I had to step down. I didn't have enough time to look at every thread in every section plus enjoy my family. My little girl is now 7mo. old and a joy to be around. A 4 yr. old boy that wants to rough house all the time and a 9 yr. old girl that needs help with homework. Not enough time in the day to go around. I decided that  I could not give MT the attention it needed so I stepped down.
 :asian:


----------



## shesulsa (Apr 6, 2005)

MichiganTKD said:
			
		

> One down, one to go


 Keep on dreaming.


----------



## MichiganTKD (Apr 7, 2005)

Everyone thinks they are invincible.


----------



## Isrephael (Apr 7, 2005)

MichiganTKD said:
			
		

> Everyone thinks they are invincible.


:: arching a brow::

And just what did you have in mind, O Great Vincible One?


----------



## shesulsa (Apr 7, 2005)

MichiganTKD said:
			
		

> Everyone thinks they are invincible.


 And what point is it, exactly, that you are trying to make?


----------



## Miles (Apr 7, 2005)

jfarnsworth said:
			
		

> I had to step down. I didn't have enough time to look at every thread in every section plus enjoy my family.
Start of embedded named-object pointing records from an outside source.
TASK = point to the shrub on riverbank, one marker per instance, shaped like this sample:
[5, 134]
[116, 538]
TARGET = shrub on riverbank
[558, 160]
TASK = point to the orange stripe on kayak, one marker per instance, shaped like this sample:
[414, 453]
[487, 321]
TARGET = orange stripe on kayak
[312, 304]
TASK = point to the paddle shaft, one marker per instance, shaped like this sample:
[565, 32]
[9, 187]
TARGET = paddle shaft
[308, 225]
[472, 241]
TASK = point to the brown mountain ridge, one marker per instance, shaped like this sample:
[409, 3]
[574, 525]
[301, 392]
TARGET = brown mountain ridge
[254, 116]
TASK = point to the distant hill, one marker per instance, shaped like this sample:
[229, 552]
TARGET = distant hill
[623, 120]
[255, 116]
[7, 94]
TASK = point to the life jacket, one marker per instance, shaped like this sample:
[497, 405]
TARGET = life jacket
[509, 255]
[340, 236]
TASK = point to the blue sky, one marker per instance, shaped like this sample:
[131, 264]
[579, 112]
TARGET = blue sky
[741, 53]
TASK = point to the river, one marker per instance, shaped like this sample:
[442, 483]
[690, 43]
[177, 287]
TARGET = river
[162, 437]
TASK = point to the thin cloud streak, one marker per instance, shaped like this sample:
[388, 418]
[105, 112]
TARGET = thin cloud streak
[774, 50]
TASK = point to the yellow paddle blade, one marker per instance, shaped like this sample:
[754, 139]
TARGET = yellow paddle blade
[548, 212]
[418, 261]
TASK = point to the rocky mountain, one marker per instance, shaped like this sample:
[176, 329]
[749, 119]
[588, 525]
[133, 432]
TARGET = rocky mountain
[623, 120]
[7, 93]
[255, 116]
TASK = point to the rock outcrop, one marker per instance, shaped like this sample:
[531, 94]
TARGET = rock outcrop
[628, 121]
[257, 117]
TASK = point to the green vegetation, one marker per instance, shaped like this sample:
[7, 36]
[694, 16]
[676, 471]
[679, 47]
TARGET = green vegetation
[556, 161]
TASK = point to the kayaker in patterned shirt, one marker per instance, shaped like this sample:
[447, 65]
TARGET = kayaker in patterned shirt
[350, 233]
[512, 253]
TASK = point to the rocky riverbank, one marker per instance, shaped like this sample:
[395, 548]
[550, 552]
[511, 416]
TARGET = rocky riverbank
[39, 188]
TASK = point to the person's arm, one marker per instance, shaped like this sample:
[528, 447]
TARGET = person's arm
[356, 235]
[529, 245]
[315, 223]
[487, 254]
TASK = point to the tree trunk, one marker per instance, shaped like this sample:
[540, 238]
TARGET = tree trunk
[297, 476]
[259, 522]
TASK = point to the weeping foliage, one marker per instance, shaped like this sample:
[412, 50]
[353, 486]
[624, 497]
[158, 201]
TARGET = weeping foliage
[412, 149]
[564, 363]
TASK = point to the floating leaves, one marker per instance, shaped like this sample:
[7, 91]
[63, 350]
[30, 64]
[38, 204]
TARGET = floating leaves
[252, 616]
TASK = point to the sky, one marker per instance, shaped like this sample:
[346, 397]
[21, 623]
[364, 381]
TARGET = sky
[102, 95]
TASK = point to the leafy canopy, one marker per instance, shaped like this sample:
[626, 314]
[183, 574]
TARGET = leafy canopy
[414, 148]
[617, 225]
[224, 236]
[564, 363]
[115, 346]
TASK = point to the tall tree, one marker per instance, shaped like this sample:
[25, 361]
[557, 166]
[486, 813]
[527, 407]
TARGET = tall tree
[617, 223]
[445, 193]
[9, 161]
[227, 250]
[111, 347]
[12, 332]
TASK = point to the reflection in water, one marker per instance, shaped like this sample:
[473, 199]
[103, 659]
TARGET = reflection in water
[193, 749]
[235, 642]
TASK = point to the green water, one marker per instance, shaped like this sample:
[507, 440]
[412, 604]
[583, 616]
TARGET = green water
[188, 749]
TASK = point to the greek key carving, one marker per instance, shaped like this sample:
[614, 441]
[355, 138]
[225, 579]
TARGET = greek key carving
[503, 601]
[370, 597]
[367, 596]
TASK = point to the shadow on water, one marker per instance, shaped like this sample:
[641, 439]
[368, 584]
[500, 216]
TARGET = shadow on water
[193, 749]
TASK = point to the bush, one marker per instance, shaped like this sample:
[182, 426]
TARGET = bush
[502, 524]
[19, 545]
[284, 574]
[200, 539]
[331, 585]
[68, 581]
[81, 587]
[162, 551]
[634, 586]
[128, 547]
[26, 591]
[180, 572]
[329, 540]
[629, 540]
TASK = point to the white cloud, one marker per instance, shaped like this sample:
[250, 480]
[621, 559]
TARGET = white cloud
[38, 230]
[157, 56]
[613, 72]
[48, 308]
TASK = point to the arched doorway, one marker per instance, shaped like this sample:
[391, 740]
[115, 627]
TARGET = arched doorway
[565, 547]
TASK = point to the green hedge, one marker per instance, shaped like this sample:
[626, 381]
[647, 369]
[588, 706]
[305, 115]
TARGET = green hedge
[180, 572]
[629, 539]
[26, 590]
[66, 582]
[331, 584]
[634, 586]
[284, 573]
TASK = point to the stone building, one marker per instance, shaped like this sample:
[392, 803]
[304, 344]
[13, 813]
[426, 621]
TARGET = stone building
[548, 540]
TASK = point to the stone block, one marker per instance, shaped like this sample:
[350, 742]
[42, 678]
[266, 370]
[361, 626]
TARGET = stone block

My little girl is now 7mo. old and a joy to be around. A 4 yr. old boy that wants to rough house all the time and a 9 yr. old girl that needs help with homework. Not enough time in the day to go around. :asian:


Good luck seeking balance JF!  

Miles


----------



## bignick (Apr 7, 2005)

shesulsa said:
			
		

> And what point is it, exactly, that you are trying to make?


 I took it as good natured ribbing...but we all know what gets lost when thoughts are translated across the web...


----------



## MichiganTKD (Apr 7, 2005)

Exactly. Just when you think you are in it for the long haul, the gods have other plans for you. But this new book I'm reading, "Hacking into Server Systems for Dummies", is fascinating .


----------



## Bob Hubbard (Apr 7, 2005)

MichiganTKD said:
			
		

> Exactly. Just when you think you are in it for the long haul, the gods have other plans for you. But this new book I'm reading, "Hacking into Server Systems for Dummies", is fascinating .


 Don't make me byte you.


----------



## jfarnsworth (Apr 7, 2005)

Miles said:
			
		

> Good luck seeking balance JF!


Thank you.
I hopefully will be taking a test mid summer and I'm finding that I don't have as much time as I'd like to practice for it. However the family does come first.


----------